Na dimensão didático-pedagógica, os resultados da aplicação da prática educativa evidenciaram sua potencialidade para o desenvolvimento da Educação Ambiental numa perspectiva crítica, uma vez que ao envolver os estudantes de forma ativa na pesquisa, na discussão e na construção de alternativas para o problema apresentado, permitiu que estes refletissem sobre o consumo de alimentos industrializados e a destinação dos resíduos gerados. Desta forma, sua contribuição para o processo de ensino e de aprendizagem ficou evidenciada pela presença de várias dimensões do pensamento crítico nas manifestações dos estudantes.

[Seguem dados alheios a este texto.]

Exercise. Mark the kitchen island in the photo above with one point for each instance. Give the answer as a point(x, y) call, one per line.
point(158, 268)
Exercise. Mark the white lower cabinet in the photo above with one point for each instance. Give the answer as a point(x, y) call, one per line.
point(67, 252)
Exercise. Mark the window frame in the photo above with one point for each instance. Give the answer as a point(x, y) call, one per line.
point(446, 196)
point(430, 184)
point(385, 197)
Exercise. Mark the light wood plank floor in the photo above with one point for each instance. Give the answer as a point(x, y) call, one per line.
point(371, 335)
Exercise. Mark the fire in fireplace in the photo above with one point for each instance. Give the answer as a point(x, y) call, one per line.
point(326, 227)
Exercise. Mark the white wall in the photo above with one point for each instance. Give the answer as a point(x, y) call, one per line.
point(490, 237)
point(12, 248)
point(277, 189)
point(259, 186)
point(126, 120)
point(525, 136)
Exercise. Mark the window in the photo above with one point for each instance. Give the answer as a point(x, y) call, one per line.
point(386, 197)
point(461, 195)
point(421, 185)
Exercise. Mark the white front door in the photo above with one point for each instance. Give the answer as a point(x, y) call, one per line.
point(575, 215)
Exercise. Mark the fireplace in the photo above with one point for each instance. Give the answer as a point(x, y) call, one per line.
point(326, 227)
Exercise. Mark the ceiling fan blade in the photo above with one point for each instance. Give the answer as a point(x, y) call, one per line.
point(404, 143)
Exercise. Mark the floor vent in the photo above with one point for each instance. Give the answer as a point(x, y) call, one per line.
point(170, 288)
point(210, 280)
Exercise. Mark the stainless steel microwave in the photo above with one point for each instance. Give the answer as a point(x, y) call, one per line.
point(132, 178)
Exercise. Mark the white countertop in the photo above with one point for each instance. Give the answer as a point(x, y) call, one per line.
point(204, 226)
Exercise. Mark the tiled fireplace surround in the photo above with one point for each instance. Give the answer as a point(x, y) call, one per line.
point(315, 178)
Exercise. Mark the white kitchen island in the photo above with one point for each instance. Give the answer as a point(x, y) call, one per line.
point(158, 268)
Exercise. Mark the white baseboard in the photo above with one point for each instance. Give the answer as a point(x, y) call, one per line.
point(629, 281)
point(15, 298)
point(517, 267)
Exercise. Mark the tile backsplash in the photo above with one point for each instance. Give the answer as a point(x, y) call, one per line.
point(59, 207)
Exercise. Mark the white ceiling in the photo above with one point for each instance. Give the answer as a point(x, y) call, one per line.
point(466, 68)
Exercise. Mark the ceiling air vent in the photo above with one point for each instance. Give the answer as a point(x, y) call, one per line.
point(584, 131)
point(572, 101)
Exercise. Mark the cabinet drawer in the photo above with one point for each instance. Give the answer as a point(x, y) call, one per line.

Os resultados também apontaram que a dinâmica do role-play em uma Assembleia Escolar tem potencial contribuição para o desenvolvimento dos estudantes na dimensão social, pois há evidências de que, além da apropriação do patrimônio cultural, houve o desenvolvimento de reflexões críticas sobre a forma de se relacionar com o meio e com os outros. Neste sentido, a contribuição da dinâmica para o desenvolvimento humano e social pôde ser identificada pela manifestação do pensamento crítico durante as conversas nos encontros e na tutoria;pela comunicação nos trabalhos em equipeao utilizar a pesquisa durante o desenvolvimento da atividade propostaao discutir um tema social da realidade em que vivem, permitindo a reflexão crítica; ao explorar os diálogos, o trabalho em equipe e as relações interpessoais e de respeito entre os participantes.
Com o estudo sobre esta prática educativa com a qual se intencionou ensinar com significado para mobilizar os alunos, pretende-se contribuir de forma singela com as discussões sobre processos educativos que objetivam a formação de seres humanos capazes de manter suas existências no planeta interagindo com o meio de forma sustentável e respeitosa.